Tawuran Pelajar hingga Bullying, Apa yang Salah dengan Pendidikan Kita? – Sebagai wartawan pemula yang menulis segala berita yang ada, saya dituntut untuk objektif dalam menyampaikan infiormasi yang ada. Prolog itu menjadi benteng awal bahwa saya baru saja menulis berita, tentang bullying yang terjadi di sekolah-sekolah. Selain tawuran pelajar, ternyata Indonesia darurat Bulying.
Saya cukup tertekan menulis berita tentang seorang siswa SMP di Bandung yang diserang secara verbal dan fisik, lagi-lagi saya harus objektif. Saya menulis bahwa seorang siswa SMP dianiaya secara verbal kemudian ditendangi hingga korban jatuh ke lantai, sementara beberapa pelaku tertawa terbahak-bahak.
Andai saya bisa menangis, saya lebih tersakiti lagi ketika melihat anak-anak SD di Ternate, yang membuli teman sesame perempuannya sendiri. Sungguh terisis hati saya melihat korban ditendang dan diledeki secara verbal, sementara dirinya masih sangat dini untuk mengalami masa-masa pahit yang akan dikenang hingga tua nanti.

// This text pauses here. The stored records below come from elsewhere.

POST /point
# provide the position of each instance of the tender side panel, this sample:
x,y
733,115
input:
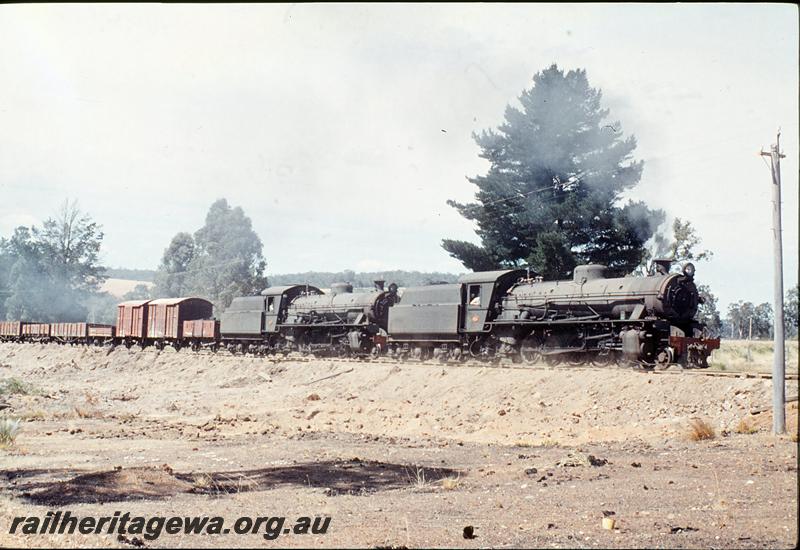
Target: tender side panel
x,y
427,313
244,317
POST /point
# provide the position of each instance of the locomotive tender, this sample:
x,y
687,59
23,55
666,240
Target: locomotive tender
x,y
647,320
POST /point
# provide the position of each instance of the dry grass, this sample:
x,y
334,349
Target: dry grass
x,y
451,483
33,415
86,412
733,355
746,426
9,429
700,430
417,479
15,386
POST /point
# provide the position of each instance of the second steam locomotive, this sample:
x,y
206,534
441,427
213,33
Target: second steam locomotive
x,y
648,320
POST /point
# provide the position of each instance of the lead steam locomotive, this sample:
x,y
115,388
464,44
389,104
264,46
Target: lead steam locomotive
x,y
645,320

Andai pendidikan itu manusia, bukan sebatas kata. Tentu saya akan buru-buru datang dan menghajarnya habis-habisan. Saya juga berpikir bagaimana bisa rumah pendidikan, sekolah yang harusnya mewadahi anak-anak bangsa untuk mengembangkan diri, malah menjadi rumah duka untuk korban bullying ini.
Baca juga: Kritik terhadap Pendidikan Muhammadiyah
Masalah ini bukan hanya masalah pendidikan atau entah apalah latar kejadian ini. setiap individu punya tanggung jawab pribadi dan sosial untuk memperhatikan kasus yang mengenaskan bagi saya ini. betapa susahnya saya untuk menulis dengan jujur bahwa kejadian ini memang terjadi, sebagai jurnalis saya sungguh tak bisa melanggar kode etik.
Coba mulai dari saat Anda sekalian membaca tulisan ini, ingatkanlah pada anak anda, adik anda, saudara anda, tetangga atau siapapun orang yang berada di sekitar anda untuk saling menghormati sesamanya. Ini bukan hanya masalah individual antara korban dan pelaku pada nantinya, sungguh pedih rasanya jika saya harus menulis berita ini kembali.
Saya tidak bisa menyalahkan siapapun, entah itu sistem pendidikan, peran guru bahkan pelaku sekalipun. Sebab semua telah terjadi dan terekam di jafat maya. Saya hanya ingin menegaskan kembali bahwa peradaban manusia, ditentukan oleh sumber daya akalnya sendiri.
Kasus bullying ini menggambarkan betapa rendahnya rasa empati dan nurani yang kita miliki. Para pelaku tak mungkin melakukan hal iti tanpa faktor yang membelakangi tindakannya, entah itu berasal dari film, apa yang dia tonton, bahkan mungkin kekerasan yang sering dilihatnya. Masyarakat Indonesia perlu meningkatkan lagi kontrol sosial terhadap sekitarnya, mulai dari memberi contoh pada anak-anak sekitarnya.
Ada banyak hal yang membuat kita untuk menjadi jahat, akan tetapi disaat bersamaan kita juga punya pilihan untuk tidak melakukan itu. Mengendalikin diri secara pribadi secara langsung memberi contoh pada siapapun yang melihat bahwa kebaikan memang layak ditiru. Tentang perilaku sosial yang baik, tugas individu menjadi peran yang dilakukan bersamaan dalam pola interaksi yang dilakukan sehari-hari.
Saya berharap semoga kejadian ini merupakan yang terakhir kali yang saya lihat, atau bahkan yang saya tulis di hidup ini. siapa yang tega melihat anaknya, adiknya atau siapapun yang tak dikenal mendapat perlakuan yang berbeda dan tersakiti. Mereka, para korban tentu tak berharap masalah ini menimpa mereka. Tugas kita adalah menerapkan nilai sosial dan kemanusiaan bukan hanya dalam sekolah saja! Melainkan pada seluruh aktifitas umat manusia. Saya kira fungsi implikatif pendidikan presentase terbanyaknya adalah sikap di masyarakat.
Saya berharap sekolah menjadi tempat yang indah, ruang belajar yang lain selain rumah dan alam sekitar. Sungguh miris, menulis berita tragis dari sumber yang empiris.